Business news 27 June 2023

James Salmon, Operations Director.

Corporate profits have driven inflation. All but the rich see disposable incomes fall sharply. UK fresh produce industry warns of post-Brexit border strategy.  And more business news that we thought would interest our members.

Corporate profits have driven inflation
Analysis by the International Monetary Fund (IMF) indicates that a rise in corporate profits had a greater impact on sending inflation up in Europe than the energy crisis brought on by the conflict in Ukraine. Speaking at a conference in Portugal, Gita Gopinath, the IMF’s deputy managing director, said: “If inflation is to fall quickly, firms must allow their profit margins – which have shot up during the past two years – to decline and absorb some of the expected rise in labour costs.”
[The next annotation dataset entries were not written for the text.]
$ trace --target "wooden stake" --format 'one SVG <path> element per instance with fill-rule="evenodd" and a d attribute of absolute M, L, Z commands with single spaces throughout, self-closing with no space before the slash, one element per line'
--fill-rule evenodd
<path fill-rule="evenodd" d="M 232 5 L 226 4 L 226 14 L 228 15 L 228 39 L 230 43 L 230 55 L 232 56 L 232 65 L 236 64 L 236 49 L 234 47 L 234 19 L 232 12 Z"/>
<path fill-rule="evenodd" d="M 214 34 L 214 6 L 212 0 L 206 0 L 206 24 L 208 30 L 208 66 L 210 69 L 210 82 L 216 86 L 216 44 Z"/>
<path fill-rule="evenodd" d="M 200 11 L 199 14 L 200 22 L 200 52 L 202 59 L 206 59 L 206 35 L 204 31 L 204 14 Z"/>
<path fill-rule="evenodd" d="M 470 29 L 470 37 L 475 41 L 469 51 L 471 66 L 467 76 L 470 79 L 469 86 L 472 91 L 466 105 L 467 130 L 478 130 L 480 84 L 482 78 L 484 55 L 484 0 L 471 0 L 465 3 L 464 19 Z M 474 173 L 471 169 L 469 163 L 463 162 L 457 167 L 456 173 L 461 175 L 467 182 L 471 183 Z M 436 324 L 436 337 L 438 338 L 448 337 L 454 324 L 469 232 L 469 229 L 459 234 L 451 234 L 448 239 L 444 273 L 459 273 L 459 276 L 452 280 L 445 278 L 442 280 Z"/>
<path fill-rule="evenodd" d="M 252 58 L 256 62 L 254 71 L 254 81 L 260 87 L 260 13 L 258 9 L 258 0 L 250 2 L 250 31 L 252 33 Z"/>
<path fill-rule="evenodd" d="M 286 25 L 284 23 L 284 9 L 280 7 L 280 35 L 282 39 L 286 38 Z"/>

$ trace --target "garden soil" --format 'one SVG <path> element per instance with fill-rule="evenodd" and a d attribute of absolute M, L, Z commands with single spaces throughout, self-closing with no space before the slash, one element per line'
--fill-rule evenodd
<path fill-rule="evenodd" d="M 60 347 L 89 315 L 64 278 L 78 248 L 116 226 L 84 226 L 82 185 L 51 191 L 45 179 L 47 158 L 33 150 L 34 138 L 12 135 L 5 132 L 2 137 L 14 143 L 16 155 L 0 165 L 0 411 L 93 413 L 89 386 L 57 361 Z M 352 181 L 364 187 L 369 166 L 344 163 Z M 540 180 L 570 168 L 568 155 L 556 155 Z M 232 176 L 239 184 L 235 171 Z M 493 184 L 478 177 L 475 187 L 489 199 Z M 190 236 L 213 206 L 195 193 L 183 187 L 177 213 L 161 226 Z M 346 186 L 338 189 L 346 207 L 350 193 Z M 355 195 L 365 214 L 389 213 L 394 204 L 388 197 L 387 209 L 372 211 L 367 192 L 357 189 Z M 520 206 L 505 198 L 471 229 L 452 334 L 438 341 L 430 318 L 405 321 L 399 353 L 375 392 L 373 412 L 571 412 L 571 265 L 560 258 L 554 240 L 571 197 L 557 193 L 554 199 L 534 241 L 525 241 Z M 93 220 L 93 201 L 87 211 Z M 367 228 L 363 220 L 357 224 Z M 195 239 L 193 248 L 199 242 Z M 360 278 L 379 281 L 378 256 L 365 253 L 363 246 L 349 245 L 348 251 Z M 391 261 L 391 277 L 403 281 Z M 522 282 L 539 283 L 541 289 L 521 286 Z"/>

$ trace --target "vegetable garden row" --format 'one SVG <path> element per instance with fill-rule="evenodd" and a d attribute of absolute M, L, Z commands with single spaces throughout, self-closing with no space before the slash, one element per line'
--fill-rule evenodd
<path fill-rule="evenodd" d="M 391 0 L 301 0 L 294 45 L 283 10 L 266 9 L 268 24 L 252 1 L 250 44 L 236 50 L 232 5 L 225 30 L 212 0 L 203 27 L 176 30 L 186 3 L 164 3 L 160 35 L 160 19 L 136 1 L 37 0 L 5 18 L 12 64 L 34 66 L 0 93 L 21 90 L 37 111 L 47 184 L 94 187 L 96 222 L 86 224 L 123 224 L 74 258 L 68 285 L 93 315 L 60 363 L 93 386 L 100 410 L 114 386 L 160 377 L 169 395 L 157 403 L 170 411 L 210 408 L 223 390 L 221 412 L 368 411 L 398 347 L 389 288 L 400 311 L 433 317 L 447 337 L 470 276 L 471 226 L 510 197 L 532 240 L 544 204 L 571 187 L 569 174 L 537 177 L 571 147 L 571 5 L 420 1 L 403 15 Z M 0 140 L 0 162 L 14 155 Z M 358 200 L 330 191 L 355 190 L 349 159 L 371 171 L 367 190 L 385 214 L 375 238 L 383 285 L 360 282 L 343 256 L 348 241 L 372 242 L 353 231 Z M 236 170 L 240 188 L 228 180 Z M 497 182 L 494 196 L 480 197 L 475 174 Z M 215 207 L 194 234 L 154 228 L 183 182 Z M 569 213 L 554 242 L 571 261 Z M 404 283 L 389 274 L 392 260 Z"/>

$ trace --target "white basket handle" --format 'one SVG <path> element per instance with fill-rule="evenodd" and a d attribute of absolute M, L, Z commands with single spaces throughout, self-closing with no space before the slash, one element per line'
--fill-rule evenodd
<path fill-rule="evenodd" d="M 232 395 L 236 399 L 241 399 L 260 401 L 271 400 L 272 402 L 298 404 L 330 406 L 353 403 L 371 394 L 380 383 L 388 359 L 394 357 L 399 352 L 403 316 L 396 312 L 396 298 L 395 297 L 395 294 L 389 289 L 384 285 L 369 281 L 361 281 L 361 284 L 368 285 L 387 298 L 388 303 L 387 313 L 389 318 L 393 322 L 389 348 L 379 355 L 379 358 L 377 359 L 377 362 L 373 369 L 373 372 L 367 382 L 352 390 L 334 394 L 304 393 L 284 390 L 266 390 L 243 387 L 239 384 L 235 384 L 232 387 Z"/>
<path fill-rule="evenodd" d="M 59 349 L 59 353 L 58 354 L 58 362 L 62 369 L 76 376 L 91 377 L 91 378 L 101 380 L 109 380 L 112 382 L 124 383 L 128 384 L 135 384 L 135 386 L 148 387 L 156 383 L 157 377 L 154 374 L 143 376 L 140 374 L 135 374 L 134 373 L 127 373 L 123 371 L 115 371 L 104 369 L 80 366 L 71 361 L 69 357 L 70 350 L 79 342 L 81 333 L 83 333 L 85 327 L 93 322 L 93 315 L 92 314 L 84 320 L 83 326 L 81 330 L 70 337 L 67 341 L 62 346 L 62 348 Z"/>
Ms Gopinath added that workers would likely demand salary increases as payback for their real wage losses. This combined with resistance from companies to see profit declines would slow inflation reduction, Gopinath added. The analysis comes as supermarkets in the UK come under pressure to keep prices down for struggling consumers.

The IMF’s second in command  also told central banks to accept the “uncomfortable truth” that they must tolerate a longer period of inflation to avoid a financial crisis. She advised central bankers to adjust monetary policy to “account for financial stress”. She also warned that investors were too optimistic about inflation slowing down.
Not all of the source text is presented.